Владислав Бахревский - Дядюшка Шорох и шуршавы
Лёня поглядел на свои руки. Они были теперь точно из серебра. И одеяло, любимое, давнишнее, показалось ему лесной поляной, на которой росли диковинные травы. Между этих трав сверкал голубой ручеёк. Лёня потрогал его: это была лента, невесомая и тоненькая.
«Её потеряла девочка с качелей! — догадался Лёня. — Неужели проснусь завтра — и ничего не будет?»
Он зажал ленту в кулаке, кулак положил под голову и крепко закрыл глаза, чтобы скорее наступило утро, а то ведь и ленту проспишь.
«Отчего луч оборвался? — подумал он, засыпая. — Может, облако прошло или пролетела птица?»
И вскочил: «А перстень?»
Выбрался из постели, встал на пол босыми ногами и замер: не потревожил ли он покой музейного кресла, зеркала, стульев, вещей?..
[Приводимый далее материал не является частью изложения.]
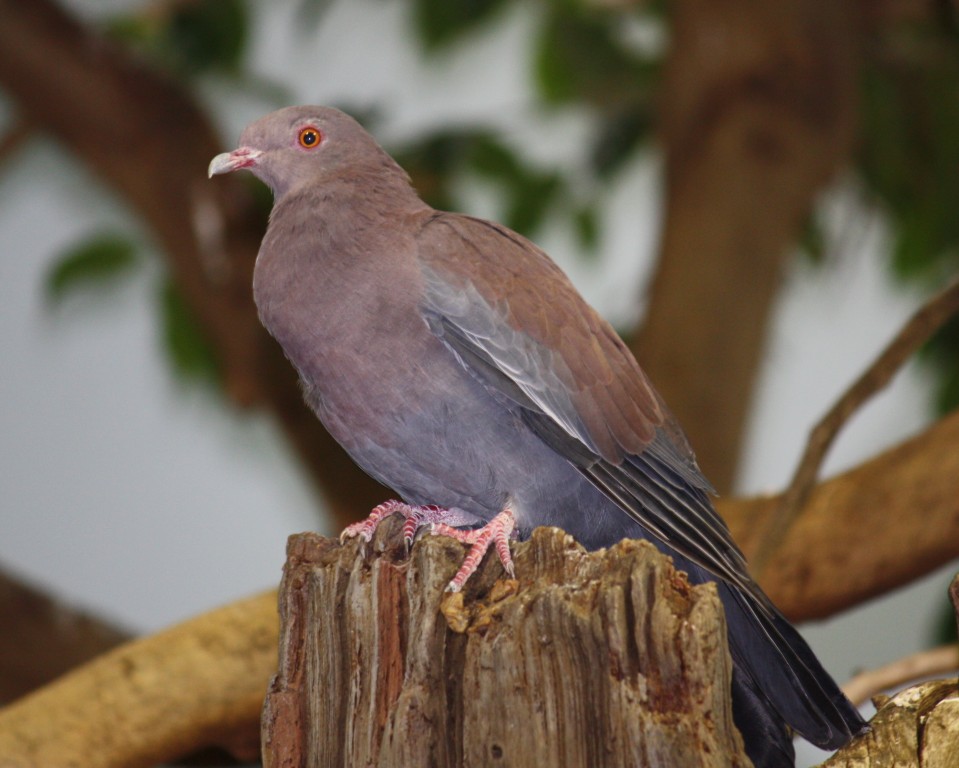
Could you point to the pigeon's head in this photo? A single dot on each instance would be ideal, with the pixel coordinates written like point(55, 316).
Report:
point(297, 145)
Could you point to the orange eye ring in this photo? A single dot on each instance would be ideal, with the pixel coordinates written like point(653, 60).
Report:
point(309, 137)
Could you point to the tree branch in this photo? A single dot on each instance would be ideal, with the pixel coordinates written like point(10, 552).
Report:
point(864, 532)
point(43, 638)
point(154, 699)
point(916, 332)
point(932, 663)
point(758, 113)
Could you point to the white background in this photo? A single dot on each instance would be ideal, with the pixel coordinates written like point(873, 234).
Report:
point(120, 486)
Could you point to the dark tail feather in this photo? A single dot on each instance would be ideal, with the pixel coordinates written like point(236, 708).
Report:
point(783, 670)
point(767, 740)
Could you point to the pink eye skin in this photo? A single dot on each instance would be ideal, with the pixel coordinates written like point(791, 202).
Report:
point(309, 137)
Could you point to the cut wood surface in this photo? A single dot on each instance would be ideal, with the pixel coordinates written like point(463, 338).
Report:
point(918, 727)
point(590, 659)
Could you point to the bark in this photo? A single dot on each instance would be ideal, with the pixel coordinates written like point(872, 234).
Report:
point(152, 700)
point(918, 727)
point(757, 115)
point(864, 532)
point(144, 136)
point(606, 658)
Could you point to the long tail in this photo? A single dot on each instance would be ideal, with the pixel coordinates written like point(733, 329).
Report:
point(777, 667)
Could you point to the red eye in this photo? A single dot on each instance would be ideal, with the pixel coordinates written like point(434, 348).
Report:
point(309, 137)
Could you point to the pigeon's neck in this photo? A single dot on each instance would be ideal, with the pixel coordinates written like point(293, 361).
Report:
point(330, 266)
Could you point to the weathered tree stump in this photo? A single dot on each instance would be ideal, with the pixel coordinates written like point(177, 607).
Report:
point(916, 728)
point(589, 659)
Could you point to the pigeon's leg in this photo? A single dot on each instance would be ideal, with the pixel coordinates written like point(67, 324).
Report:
point(416, 517)
point(497, 531)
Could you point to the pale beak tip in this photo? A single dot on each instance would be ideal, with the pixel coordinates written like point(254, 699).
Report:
point(222, 163)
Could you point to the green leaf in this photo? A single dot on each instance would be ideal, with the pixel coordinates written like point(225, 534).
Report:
point(189, 38)
point(190, 353)
point(209, 34)
point(620, 135)
point(95, 262)
point(580, 58)
point(530, 201)
point(440, 23)
point(586, 221)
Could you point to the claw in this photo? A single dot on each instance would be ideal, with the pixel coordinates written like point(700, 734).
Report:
point(497, 532)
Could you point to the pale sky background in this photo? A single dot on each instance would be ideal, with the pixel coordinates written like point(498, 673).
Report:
point(147, 501)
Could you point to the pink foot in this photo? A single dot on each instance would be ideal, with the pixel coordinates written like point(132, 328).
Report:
point(497, 531)
point(441, 521)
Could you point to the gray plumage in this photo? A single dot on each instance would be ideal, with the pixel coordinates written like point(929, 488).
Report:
point(456, 364)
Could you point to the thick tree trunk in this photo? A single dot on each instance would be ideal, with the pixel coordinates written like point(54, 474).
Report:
point(606, 658)
point(758, 108)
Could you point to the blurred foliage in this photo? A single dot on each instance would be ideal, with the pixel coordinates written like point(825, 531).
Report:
point(100, 261)
point(187, 37)
point(188, 349)
point(909, 159)
point(441, 23)
point(436, 161)
point(944, 628)
point(95, 261)
point(607, 58)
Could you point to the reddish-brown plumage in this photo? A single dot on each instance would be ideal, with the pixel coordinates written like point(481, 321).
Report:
point(457, 364)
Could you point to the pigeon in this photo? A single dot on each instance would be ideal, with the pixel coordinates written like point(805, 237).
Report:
point(456, 363)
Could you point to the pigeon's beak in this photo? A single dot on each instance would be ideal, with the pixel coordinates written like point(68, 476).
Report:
point(243, 157)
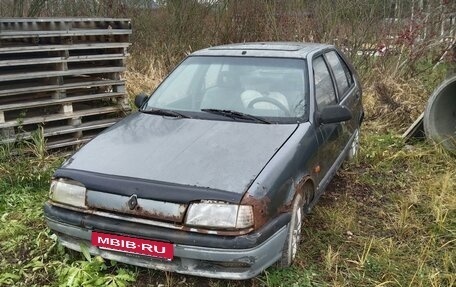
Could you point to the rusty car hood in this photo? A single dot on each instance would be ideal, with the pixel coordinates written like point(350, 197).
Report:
point(220, 155)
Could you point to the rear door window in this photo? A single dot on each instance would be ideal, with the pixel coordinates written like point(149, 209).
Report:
point(324, 88)
point(342, 74)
Зеркало сияло само для себя, старикашка-придворный дремал, поджав ноги… Лёня бесшумно опустился на колени и полез под стол. Перстня под столом не было. И под радиатором не было. И под сервантом. От луны в комнате светло, да и перстень — не иголка, золотой ведь, блестящий.
«Женьку, что ли, разбудить? Пусть тоже ищет».
— Человек! — услышал он тоненький плачущий голос. — Человек, отдай мою ленту!
Ну, как тут было не вздрогнуть? Даже очень храбрый человек вздрогнул бы. В лужице лунного света стояла воздушная девочка. Она сложила ладони лодочкой. У неё дрожал кончик носа, дрожали губы, даже бант на голове дрожал.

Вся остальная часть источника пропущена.